I have two related questions.
The first is a quick question on the wording on lookup sizes in the Druid documentation. It is about the following paragraph on http://druid.io/docs/latest/development/extensions-core/lookups-cached-global.html:
*Globally cached lookups are appropriate for lookups which are not possible to pass at query time due to their size,
or are not desired to be passed at query time because the data is to reside in and be handled by the Druid servers,
and are small enough to reasonably populate on a node. This usually means tens to tens of thousands of entries per lookup.*Does this mean that there is no way to do ‘joins’ with large tables of dynamically changing data at query time with Druid?

The second question is more general, and I need to explain a bit before I can pose it.

My use case is that I want to do a low-latency topN query, where the items need to be filtered by availability (among others) at query time. The availability of an item is a piece of dynamically changing data that resides somewhere else (there is some freedom in choosing ‘somewhere else’, be it an RDBMS or a key value store). The total number of items is around 2 million, while the number of events is in the order of 20 million per day. Is there some way to accomplish this efficiently using Druid?

Kind regards, and thanks in advance (for reading this),

Bart Frenk

The lookups extension you are referring to is not intended as a proxy for joins (though that is a common hack with mixed results).

The lookup framework in general, could potentially be used for large joins, but no design work has been done as to what such an impl would look like.

For the “availability” query, how transactional is your query supposed to be? What happens if the transactional results change while the query is being calculated? what about after calculation is done but results are being returned to whatever is asking the query?

The current lookup stuff that I know of is all eventually consistent.
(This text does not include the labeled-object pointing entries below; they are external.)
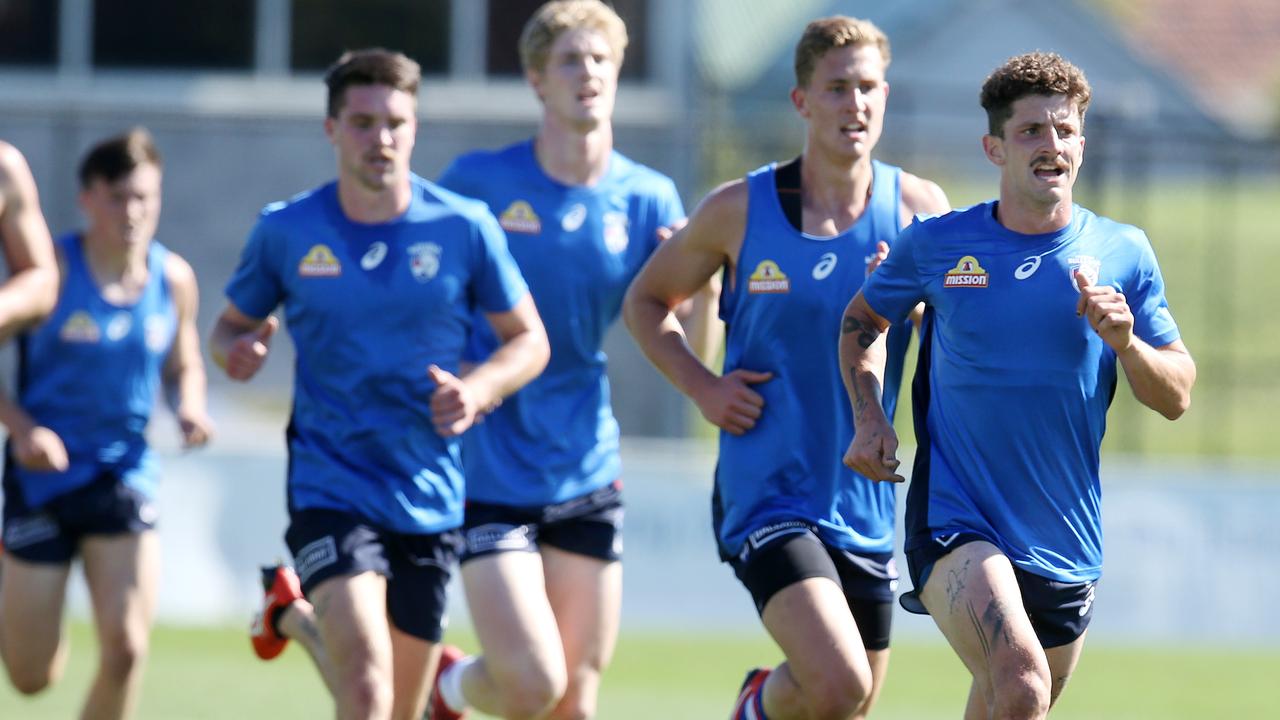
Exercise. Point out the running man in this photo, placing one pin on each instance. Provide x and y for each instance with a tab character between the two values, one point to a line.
80	478
809	540
542	564
380	274
1032	301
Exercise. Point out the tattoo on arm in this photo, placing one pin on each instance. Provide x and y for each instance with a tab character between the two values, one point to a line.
867	335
Anything other than eventually consistent is going to be a challenge to do solely in druid… or to do fast at petabyte scale in any system.

If you want to squeak the most performance out of druid, doing a custom Lookup extension might be the way to go, that would give you the most control over exactly what kind of behavior you are looking for, but I don’t know of any current efforts to hook transactional data into druid.

Does that answer your question?